But interesting part is that what Mohiuddin termed as Nav Byemaer in his short story, as a matter of fact, later came to be known as Post Traumatic Stress Disorder (PTSD)—Kashmir’s mental agony since nineties.

As a writer, Mohiuddin identified himself with the political struggle of Kashmir. He addressed the history of the crisis in his work. He was the first Kashmiri writer to dedicate his novel Jahnamuk Panun Panun Naar in 1975 to the person “who would fire first bullet to set things rights in Kashmir”.

Mohiuddin rallied behind the release of incarcerated JKLF leader Maqbool Bhat whom he considered “Kashmir’s National hero”. “Gandhi Ji’s India won’t gain anything by hanging Maqbool Bhat,” he appealed Indian authorities during eighties when news of Bhat’s hanging came. But as Delhi remained adamant by hanging Bhat, Mohiuddin in protest returned his Sahatiya Academy Award, a literary award given purely for the merit of his works. He was the first Kashmiri to get this award in 1958.

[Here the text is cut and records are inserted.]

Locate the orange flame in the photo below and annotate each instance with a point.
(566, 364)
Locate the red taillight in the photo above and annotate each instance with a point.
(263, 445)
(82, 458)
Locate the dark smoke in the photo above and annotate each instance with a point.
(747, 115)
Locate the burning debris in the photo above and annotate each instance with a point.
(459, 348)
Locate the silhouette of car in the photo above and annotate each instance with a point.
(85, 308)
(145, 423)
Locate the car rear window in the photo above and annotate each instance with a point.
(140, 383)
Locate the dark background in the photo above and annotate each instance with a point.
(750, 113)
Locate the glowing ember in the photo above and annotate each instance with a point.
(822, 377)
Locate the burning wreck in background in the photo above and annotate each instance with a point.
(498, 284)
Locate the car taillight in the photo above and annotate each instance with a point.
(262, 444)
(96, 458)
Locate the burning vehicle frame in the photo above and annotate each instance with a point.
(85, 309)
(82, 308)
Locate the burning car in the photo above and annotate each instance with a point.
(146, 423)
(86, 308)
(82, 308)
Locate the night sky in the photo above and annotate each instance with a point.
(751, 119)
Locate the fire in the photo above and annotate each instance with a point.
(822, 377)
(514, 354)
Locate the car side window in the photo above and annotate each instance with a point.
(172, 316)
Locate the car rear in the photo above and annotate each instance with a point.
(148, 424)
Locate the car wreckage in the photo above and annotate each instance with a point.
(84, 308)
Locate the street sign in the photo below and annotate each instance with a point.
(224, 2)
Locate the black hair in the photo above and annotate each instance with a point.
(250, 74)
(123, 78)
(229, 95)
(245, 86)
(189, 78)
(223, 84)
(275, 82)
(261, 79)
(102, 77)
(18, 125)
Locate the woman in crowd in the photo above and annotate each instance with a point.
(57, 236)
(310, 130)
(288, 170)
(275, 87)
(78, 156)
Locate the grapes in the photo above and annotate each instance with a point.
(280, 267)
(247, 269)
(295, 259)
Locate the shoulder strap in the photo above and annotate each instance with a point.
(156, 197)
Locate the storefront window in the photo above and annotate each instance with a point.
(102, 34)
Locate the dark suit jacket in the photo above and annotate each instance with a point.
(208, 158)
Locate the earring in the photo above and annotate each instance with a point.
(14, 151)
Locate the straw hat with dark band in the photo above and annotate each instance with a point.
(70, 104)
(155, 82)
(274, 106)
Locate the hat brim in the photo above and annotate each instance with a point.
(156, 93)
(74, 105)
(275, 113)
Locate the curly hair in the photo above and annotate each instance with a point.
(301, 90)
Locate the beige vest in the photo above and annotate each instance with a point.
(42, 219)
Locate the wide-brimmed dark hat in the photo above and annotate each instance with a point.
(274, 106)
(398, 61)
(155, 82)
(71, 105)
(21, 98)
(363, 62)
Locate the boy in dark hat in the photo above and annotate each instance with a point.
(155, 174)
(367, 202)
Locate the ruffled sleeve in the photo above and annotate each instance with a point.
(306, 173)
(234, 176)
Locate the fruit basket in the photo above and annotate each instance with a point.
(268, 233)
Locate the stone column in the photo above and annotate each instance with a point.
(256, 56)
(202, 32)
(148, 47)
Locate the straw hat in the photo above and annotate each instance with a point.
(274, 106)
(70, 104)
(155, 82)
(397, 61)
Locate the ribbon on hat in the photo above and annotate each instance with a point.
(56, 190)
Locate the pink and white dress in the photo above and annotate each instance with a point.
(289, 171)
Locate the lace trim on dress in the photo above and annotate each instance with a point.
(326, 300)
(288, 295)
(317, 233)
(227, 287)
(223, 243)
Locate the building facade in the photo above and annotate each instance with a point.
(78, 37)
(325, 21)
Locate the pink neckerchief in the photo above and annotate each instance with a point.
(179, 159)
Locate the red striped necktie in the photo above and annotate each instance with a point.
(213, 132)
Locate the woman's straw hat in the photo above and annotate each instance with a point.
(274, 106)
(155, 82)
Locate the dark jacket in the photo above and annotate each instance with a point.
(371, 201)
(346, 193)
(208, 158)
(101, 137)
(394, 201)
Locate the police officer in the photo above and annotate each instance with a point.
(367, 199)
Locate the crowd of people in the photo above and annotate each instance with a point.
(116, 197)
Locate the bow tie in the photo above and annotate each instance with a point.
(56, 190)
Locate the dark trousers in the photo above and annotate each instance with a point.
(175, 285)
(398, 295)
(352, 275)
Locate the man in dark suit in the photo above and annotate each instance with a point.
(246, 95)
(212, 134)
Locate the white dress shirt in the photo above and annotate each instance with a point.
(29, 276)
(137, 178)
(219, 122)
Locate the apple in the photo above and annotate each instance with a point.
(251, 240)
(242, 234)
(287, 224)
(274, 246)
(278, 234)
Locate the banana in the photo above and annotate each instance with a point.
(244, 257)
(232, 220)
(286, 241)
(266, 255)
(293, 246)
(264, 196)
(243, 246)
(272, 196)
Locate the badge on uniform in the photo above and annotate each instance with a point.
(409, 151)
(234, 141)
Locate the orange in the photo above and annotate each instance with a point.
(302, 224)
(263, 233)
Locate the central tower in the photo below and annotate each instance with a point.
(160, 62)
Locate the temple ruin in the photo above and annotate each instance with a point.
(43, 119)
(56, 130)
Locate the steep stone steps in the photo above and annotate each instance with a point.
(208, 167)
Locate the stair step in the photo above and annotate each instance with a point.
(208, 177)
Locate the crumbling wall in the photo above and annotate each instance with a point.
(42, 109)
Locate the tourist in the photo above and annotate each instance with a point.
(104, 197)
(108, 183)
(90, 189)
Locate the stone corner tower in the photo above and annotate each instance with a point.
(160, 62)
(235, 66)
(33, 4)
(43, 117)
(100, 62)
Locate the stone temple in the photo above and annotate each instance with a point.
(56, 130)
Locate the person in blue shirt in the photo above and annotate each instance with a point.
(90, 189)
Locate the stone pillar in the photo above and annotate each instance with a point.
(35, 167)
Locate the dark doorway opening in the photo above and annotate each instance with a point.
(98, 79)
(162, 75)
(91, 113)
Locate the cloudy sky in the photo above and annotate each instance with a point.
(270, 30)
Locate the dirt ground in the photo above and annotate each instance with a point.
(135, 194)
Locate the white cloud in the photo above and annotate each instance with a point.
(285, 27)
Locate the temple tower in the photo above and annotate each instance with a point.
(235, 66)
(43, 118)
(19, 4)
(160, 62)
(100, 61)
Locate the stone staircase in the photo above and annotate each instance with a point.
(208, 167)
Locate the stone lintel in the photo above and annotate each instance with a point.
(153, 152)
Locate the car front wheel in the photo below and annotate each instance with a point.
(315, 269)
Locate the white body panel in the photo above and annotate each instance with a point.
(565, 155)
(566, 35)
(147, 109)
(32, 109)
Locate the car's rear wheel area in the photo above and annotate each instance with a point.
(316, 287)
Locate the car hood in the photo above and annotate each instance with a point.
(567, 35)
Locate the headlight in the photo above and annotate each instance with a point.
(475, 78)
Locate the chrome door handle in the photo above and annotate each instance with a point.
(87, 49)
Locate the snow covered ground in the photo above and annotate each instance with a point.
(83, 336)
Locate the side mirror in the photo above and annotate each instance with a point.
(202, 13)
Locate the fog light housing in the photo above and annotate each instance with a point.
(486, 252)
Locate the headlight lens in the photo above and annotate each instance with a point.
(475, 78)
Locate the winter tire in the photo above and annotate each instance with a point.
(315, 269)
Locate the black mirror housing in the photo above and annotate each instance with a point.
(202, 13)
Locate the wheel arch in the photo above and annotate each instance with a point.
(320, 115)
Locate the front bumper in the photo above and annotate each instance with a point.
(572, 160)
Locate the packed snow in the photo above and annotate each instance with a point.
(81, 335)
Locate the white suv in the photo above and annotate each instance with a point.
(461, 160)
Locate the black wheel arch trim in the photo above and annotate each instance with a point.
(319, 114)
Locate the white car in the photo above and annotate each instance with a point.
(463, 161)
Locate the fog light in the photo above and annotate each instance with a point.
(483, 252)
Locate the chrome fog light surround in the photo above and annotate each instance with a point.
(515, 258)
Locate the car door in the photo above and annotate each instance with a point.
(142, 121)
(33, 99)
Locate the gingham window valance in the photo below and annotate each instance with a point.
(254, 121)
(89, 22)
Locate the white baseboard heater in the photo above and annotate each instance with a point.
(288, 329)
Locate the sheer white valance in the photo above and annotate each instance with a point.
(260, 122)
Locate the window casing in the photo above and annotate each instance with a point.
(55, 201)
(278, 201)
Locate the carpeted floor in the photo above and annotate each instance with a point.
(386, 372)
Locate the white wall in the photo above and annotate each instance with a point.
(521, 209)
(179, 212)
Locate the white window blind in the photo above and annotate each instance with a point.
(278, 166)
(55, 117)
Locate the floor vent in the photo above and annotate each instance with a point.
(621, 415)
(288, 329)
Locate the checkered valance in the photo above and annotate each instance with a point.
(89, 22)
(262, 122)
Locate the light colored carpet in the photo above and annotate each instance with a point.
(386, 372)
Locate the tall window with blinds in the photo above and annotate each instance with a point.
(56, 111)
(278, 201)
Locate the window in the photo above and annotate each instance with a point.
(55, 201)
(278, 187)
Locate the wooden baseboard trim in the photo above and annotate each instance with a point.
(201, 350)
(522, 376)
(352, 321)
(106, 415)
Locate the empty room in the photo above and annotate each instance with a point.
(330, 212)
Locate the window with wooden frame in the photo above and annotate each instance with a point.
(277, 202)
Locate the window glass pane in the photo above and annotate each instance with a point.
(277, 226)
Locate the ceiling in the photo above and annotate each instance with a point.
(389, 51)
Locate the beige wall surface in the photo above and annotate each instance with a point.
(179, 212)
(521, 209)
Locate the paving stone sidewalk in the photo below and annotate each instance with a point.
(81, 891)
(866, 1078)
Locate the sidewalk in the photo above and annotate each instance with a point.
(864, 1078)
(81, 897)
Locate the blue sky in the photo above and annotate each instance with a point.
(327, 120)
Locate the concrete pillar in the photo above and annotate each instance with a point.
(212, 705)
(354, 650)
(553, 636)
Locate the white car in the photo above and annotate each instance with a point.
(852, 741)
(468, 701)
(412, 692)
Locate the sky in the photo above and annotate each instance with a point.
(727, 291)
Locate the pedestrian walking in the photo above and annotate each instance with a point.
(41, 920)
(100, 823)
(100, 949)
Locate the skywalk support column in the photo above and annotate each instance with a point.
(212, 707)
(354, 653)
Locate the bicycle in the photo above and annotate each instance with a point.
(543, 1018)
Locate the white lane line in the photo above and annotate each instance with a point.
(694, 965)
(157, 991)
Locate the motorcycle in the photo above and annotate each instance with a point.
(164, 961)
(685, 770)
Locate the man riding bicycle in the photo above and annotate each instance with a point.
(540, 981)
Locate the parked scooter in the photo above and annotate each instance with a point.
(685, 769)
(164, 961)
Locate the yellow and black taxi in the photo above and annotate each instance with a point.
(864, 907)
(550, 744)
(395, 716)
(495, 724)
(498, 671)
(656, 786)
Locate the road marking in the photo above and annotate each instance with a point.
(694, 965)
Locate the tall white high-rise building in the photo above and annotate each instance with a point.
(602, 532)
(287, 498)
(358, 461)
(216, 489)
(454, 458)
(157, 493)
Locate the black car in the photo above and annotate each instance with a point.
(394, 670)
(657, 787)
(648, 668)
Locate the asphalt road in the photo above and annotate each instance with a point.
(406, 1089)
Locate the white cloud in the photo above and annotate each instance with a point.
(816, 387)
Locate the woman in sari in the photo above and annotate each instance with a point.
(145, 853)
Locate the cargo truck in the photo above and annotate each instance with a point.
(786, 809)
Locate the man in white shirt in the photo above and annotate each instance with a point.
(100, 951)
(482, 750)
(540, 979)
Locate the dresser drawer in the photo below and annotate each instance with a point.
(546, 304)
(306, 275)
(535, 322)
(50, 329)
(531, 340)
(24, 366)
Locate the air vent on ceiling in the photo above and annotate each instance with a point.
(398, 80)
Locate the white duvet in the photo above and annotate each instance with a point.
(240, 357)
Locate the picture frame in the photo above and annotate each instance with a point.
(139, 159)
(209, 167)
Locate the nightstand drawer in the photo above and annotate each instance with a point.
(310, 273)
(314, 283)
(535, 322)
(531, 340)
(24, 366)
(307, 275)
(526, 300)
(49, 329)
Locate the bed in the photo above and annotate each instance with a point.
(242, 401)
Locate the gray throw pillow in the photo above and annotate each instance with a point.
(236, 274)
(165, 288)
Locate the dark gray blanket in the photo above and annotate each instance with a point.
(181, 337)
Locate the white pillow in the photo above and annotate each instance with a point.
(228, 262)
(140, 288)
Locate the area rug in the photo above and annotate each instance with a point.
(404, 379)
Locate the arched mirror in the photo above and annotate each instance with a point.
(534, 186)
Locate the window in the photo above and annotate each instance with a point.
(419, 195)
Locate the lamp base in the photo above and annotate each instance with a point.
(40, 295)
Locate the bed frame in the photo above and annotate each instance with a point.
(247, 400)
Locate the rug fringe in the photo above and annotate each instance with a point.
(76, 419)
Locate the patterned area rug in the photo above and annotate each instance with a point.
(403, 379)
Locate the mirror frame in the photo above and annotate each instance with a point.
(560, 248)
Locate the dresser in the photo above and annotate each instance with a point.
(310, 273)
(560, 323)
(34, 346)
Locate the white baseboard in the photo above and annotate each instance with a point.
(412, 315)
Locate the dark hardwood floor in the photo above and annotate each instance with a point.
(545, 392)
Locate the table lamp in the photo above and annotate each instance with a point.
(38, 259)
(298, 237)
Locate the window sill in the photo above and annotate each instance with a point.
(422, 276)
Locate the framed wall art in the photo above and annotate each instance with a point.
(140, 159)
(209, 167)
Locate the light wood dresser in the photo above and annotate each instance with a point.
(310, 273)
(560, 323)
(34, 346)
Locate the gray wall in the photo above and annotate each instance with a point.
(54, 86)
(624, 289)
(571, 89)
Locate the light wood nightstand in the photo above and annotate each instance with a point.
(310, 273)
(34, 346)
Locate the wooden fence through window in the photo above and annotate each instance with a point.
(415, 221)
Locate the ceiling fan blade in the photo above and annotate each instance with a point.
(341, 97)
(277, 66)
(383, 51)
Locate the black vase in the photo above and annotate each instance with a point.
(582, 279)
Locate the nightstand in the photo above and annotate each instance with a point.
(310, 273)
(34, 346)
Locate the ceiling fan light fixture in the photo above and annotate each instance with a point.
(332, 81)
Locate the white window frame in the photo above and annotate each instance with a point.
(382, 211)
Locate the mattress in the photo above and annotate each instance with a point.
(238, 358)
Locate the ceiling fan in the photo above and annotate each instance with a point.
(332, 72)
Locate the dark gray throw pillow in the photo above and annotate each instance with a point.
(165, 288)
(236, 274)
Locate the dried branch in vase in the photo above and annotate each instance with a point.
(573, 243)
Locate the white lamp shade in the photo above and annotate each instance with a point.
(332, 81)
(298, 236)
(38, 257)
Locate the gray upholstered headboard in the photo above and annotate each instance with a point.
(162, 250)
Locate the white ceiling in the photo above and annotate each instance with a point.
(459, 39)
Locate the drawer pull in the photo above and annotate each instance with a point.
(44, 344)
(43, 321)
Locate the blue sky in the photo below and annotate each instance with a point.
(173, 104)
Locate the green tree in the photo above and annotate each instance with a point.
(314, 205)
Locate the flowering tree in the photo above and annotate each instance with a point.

Later in protest to Gaw Kadal Massacre, he also returned Padma Shree Award given to him in 1968. In both occasions, Mohiuddin was hailed for his courageous act to return the honour. He didn’t stop there. He kept writing to different ministers besides the home minister about the atrocities that Indian forces were committing in the valley during 90s, urging ministers to put a check on excesses in Kashmir. When his pleas fell on deaf ears, he took to his writing and wrote about the disturbing times.

Born on April 17, 1928 in Srinagar, Mohiuddin is considered to be a trend-setter among the Kashmiri prose writers. He laid down the strong foundation of modern Kashmiri literature. He was one of the founder members of Progressive Writers’ Association in 1950s. Kashmir lost this great man on May 2, 2001 at 74.

“Great art is one in which we can hear the very heartbeat of life,” he once said. Perhaps that’s why his works reflect the society he lived in and the society his pen predicted, unintentionally.